Lemongrass Chicken and Kale Stir Fry
1 bunch kale, washed, dried
3 tsp sesame oil
1 stick lemongrass, white part only, finely chopped
2 garlic cloves, crushed
2cm piece ginger, peeled, grated
500g chicken breast fillet, trimmed, thinly sliced
2 tbs peanut oil
125g snow peas, trimmed, thinly sliced
1 tbs fish sauce
1 tbs grated palm sugar
1 lime, juiced
½ cup Thai basil leaves
1/2 cup roasted salted cashew nuts
Steamed rice or noodles, to serve
- Remove the centre stem from the kale, tear leaves into smaller pieces. Combine sesame oil, lemongrass, garlic and ginger in a bowl. Add chicken, stir to coat.

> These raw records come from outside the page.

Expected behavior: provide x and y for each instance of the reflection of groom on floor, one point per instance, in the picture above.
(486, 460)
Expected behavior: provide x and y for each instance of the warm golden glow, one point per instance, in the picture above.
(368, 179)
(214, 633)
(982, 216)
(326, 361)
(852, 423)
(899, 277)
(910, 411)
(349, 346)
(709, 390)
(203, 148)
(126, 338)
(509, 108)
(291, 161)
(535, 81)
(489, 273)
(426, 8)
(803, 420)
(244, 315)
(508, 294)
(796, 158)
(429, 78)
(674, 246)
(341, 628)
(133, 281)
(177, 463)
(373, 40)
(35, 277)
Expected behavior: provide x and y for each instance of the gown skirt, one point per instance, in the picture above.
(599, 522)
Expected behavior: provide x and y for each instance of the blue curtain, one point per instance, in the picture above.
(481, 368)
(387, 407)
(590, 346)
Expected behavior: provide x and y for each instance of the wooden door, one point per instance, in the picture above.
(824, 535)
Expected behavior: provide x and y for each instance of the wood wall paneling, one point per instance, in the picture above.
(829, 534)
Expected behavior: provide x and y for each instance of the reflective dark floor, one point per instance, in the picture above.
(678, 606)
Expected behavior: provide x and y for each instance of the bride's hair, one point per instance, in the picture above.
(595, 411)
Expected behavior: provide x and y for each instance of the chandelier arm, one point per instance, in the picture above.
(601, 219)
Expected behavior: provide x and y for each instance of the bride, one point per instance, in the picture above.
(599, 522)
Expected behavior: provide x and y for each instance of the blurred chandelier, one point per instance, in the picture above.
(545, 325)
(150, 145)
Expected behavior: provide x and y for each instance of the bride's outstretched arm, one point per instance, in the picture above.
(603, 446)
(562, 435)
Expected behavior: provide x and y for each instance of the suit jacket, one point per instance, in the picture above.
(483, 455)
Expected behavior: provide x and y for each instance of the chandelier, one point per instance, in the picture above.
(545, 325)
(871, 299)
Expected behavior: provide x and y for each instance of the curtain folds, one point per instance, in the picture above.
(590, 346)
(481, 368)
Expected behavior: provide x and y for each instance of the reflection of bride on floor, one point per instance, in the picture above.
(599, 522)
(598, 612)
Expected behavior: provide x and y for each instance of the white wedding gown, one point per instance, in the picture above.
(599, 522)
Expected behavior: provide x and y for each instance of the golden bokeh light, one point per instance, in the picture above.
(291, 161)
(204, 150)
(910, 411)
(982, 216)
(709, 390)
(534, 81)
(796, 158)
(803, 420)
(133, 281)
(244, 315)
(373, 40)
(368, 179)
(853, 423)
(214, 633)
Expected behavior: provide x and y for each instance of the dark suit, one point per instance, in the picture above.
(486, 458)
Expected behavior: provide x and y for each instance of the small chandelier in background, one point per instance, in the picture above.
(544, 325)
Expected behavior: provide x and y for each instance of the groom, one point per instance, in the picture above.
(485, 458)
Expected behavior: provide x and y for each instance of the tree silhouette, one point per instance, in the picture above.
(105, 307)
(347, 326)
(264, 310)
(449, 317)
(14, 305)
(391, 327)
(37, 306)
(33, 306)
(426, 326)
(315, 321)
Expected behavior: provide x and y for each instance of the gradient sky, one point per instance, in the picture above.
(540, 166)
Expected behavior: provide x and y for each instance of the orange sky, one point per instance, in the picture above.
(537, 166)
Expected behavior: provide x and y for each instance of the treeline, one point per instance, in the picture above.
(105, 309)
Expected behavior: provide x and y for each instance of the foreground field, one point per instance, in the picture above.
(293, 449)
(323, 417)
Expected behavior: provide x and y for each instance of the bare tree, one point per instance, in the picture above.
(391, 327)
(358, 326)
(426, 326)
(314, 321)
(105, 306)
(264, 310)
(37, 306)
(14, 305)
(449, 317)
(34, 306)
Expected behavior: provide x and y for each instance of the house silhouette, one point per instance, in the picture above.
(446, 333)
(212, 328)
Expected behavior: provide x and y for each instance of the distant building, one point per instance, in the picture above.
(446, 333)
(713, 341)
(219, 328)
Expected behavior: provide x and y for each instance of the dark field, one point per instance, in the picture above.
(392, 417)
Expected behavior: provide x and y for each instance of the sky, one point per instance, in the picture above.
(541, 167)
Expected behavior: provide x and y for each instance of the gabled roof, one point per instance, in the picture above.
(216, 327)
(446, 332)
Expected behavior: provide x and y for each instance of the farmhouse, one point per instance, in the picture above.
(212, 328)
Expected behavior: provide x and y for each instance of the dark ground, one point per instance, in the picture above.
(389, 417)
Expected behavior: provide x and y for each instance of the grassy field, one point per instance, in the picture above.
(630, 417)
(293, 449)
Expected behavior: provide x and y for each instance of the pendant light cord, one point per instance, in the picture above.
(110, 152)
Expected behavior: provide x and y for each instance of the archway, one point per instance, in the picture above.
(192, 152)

- Heat the wok over high heat until hot. Add 2 tsp oil and swirl to coat the wok. Add one quarter of the chicken, stir-fry for 30 seconds until sealed. Remove to a clean bowl. Repeat with oil and chicken in three batches.
- Add remaining oil with kale and snow peas, stir-fry 1 minute. Return all the chicken and any juices to the wok. Add combined fish sauce, palm sugar and lime juice, stir-fry 30 seconds. Remove from heat, scatter over the basil and cashews. Serve over rice or noodles.